Ich 28.10.2003 18:21 Themen: Bildung
Weitere Proteste gegen Sozialabbau: Vollversammlung der Uni Marburg beschliesst Resolution für ein gebührenfreies Studium. Anschliessend unangemeldete Spontandemo.
Auf der Vollversammlung der Uni-Marburg wurde am Montagabend (27.10.2003) eine "Resolution für ein gebührenfreies Studium" mit absoluter Mehrheit beschlossen. Unter den ca. 1000 Anwesenden im Saal gab es lediglich 3 Gegenstimmen. Der Text der Resolution ist im Internet einsehbar unter  http://www.asta-marburg.de/dokumente/stupa/vv/VV_2003-10-27_Resolution%20_LAK.pdf . Die Resolution soll in dieser Woche auch auf den Vollversammlungen der hessischen Universitäten in Frankfurt, Giessen und Kassel sowie an den FH's in Darmstadt und Giessen-Friedberg beschlossen werden.

Neben dem Beschluss dieser allgemeinen Resolution für ein gebührenfreies Studium wurde von der Vollversammlung der Uni Marburg eine weiterführende "Marburger Resolution für Proteste und Aktionen gegen die Einführung von Studiengebühhren"; verabschiedet. Darin enthalten sind unter anderem die Forderung nach einer sozial gerechten Umverteilung, die Forderung nach günstigem Wohnraum für Studierende oder die Forderung zur Bereitstellung von Mitteln, welche zur Sicherung der Fächervielfalt sowie der Qualität von Forschung und Lehre an den hessischen Universitäten benötigt werden. Der AStA, das Studierendenparlament, die Fachschaftsräte sowie der Senat der Uni-Marburg werden aufgefordert, sich der geplanten Einführung von Studiengebühren entgegenzustellen. Bemerkenswert ist die kurz vor Stimmabgabe zusätzlich in die Resolution eingefügte Forderung, dass sich die Stadt Marburg ebenfalls an den Protesten beteiligen soll.
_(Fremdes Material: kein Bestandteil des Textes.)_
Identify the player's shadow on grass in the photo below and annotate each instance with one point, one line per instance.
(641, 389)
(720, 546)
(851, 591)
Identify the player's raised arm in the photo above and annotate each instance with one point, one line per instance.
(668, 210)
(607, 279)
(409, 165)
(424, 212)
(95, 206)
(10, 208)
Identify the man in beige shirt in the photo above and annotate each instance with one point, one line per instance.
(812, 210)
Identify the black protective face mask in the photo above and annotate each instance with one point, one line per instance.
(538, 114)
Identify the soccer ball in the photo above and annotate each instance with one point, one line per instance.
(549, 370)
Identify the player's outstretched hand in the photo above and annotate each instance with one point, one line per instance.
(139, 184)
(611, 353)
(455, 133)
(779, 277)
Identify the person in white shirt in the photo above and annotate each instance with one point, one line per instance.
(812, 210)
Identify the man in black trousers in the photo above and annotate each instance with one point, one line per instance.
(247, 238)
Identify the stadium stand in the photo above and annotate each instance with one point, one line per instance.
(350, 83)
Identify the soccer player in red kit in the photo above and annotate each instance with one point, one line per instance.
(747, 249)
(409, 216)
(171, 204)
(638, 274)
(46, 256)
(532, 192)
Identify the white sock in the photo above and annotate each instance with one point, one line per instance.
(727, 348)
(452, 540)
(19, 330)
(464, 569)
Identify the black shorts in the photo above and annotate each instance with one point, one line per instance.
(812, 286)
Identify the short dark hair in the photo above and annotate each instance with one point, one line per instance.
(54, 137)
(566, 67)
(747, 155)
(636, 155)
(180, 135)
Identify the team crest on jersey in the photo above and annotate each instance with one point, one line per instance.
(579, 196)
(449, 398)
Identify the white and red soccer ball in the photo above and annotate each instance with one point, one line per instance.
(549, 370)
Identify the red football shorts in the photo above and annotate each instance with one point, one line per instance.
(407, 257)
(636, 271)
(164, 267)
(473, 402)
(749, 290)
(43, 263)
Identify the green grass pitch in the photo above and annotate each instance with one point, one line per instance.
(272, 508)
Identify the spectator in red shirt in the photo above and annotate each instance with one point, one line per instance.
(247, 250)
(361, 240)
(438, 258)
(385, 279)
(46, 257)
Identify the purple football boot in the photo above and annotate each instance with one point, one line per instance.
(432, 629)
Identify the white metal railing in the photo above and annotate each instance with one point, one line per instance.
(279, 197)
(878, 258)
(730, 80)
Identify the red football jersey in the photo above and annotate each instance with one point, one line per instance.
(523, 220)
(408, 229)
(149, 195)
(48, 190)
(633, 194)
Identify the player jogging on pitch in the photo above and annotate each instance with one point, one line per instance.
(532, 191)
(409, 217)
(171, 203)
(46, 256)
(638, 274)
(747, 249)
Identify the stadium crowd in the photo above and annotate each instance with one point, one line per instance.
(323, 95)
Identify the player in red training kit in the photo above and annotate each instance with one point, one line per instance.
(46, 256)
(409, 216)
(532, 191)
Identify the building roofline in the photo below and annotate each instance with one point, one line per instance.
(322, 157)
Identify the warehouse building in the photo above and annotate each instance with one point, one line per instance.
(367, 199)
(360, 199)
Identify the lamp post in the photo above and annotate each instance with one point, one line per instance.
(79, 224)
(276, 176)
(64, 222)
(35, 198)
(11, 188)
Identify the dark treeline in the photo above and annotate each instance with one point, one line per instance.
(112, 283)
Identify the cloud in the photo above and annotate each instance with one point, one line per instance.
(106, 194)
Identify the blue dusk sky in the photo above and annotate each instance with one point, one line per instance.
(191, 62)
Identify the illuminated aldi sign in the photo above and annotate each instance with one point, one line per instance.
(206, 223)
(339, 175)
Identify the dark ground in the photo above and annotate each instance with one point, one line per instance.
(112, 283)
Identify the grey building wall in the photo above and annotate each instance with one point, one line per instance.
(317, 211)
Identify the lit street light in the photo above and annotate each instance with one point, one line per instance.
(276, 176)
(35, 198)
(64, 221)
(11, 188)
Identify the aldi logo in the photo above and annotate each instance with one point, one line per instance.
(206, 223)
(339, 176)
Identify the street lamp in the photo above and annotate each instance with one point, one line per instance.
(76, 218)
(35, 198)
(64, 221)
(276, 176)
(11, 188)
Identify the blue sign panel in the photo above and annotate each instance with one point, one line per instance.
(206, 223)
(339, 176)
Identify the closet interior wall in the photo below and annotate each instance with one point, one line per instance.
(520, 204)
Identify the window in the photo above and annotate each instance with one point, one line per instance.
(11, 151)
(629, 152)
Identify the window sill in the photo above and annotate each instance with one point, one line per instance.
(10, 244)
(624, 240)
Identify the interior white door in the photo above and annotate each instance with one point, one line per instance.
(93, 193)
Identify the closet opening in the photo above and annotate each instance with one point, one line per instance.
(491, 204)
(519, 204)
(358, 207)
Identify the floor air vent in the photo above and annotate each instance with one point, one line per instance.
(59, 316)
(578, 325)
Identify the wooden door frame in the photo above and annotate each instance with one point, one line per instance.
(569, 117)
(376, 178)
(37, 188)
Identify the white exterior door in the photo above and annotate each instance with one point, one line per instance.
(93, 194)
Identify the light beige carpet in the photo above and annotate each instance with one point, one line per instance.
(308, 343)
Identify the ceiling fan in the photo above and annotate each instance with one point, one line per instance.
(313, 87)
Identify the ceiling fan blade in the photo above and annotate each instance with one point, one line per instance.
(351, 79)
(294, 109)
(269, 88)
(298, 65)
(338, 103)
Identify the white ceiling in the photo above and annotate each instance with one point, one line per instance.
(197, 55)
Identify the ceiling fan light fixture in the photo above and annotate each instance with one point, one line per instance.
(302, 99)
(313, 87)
Begründet wird dies mit einem besonderen Interesse der Stadt Marburg an der Verhinderung von zusätzlichen Studiengebühren" jeglicher Art: Im konkreten Falle der geplanten Einführung von sog. "Langzeitstudiengebühren" sowie der sog. "Verwaltungsgebühr" von 50,- E. pro Student / Semester würden dem regionalen Wirtschaftskreislauf etwa 3 Mio. Euro jährlich entzogen werden; dies würde vor allem den städtischen Gewerbetreibenden schwer zu schaffen machen.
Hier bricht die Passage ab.